UNA CULTURA HUMANISTA NO ES UNA CULTURA PATERNALISTA


Por ___

Cuando hablamos de una cultura humanista en ocasiones relacionamos actitudes y prácticas que en realidad corresponden a una cultura paternalista, especialmente dentro de un contexto de empresa familiar donde las líneas pueden difuminarse fácilmente. Aunque ambas pueden parecer centradas en el bienestar del empleado, su filosofía subyacente, dinámica de poder y consecuencias a largo plazo son muy diferentes.

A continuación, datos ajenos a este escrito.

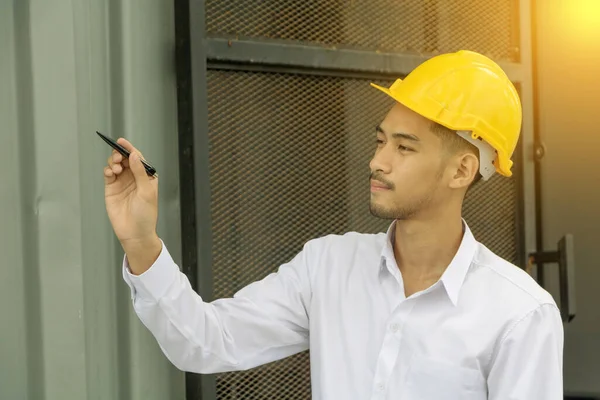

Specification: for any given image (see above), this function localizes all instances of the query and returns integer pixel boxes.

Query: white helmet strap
[456,131,496,181]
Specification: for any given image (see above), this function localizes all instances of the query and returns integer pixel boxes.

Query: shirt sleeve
[488,304,564,400]
[123,238,311,373]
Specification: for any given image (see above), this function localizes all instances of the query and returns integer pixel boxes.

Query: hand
[104,138,162,274]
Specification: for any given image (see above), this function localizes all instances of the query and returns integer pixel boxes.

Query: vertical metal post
[175,0,216,400]
[519,0,540,272]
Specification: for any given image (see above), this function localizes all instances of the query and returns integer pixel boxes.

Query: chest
[310,266,494,400]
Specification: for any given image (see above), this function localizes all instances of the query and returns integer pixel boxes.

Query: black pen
[96,131,156,177]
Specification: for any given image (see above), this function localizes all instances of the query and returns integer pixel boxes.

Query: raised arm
[104,139,311,373]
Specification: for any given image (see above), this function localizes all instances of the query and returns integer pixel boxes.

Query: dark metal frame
[174,0,531,400]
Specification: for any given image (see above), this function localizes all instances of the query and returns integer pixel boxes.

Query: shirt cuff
[123,240,180,302]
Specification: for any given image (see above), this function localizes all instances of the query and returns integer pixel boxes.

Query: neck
[394,208,463,281]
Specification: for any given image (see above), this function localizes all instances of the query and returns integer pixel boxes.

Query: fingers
[117,138,144,159]
[129,152,152,192]
[106,150,125,175]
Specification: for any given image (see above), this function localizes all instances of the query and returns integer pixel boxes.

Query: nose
[369,147,391,174]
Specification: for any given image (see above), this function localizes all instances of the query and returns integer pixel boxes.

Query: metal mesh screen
[208,70,515,400]
[206,0,519,61]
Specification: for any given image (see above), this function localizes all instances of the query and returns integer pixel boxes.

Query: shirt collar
[380,219,477,306]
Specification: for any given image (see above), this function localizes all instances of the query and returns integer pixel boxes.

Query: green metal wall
[0,0,185,400]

Voy a desglosar las diferencias clave:

Cultura Paternalista

Control disfrazado de cuidado.

El modelo paternalista es un estilo de gestión obsoleta en el que el empleador (a menudo el fundador) actua como la «figura paterna».

Filosofía y poder: Se basa en una jerarquía rígida y una relación de dependencia. La dirección sabe qué es «lo mejor» para sus empleados y toma todas las decisiones importantes por ellos, limitando su autonomía.

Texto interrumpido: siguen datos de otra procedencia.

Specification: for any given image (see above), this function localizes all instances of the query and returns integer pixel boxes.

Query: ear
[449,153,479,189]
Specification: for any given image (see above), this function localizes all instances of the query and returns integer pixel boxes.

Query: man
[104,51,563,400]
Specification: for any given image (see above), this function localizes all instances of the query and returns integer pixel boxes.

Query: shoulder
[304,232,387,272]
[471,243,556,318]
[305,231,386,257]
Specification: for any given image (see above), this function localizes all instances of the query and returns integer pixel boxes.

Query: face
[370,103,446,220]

Motivación del cuidado: El cuidado y los beneficios (como ayudas, regalos, o flexibilidad discrecional) a menudo sirven para generar lealtad incondicional, evitar la disidencia y mantener el status quo. Es una herramienta de control encubierto.

Resultados a largo plazo: Fomenta la inmadurez profesional, la falta de iniciativa y la incapacidad de los empleados para tomar decisiones. Genera desmotivación y una rotación alta en las nuevas generaciones que buscan autonomía.

Cultura Humanista

Respeto, empoderamiento y propósito.

La cultura humanista (que se alinea con la filosofía Teal) coloca al ser humano en el centro de la estrategia empresarial, pero desde una perspectiva de respeto, dignidad y empoderamiento.

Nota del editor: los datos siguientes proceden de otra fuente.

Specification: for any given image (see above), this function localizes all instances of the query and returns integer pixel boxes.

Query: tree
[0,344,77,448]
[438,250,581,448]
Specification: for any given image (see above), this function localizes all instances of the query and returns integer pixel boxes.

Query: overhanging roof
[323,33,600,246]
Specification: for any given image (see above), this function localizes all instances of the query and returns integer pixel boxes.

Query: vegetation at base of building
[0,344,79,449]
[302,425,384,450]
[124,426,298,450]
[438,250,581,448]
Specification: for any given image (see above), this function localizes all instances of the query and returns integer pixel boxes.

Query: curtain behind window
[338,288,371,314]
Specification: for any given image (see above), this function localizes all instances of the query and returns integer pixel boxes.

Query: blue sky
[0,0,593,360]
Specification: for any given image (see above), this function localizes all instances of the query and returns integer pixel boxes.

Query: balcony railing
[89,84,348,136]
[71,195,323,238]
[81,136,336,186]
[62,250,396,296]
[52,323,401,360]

Filosofía y poder: Se basa en el respeto mutuo, la confianza y la creencia en el potencial inherente de cada persona. La autoridad se distribuye y se fomenta la responsabilidad individual.

Motivación del cuidado: El bienestar del empleado se promueve porque es lo correcto y porque un empleado pleno es más productivo, creativo y comprometido. Es una inversión en el crecimiento mutuo.

Resultados a largo plazo: Fomenta la madurez, la proactividad, la innovación y el desarrollo profesional. Atrae a las nuevas generaciones que buscan un propósito y un entorno de trabajo auténtico y transparente.

Para una empresa familiar que buscar asegurar su sostenibilidad y su legado, la transición del paternalismo al humanismo es crucial. El paternalismo ahuyenta el talento, mientras que el humanismo crea una base sólida para el crecimiento, la innovación y un relevo generacional exitoso.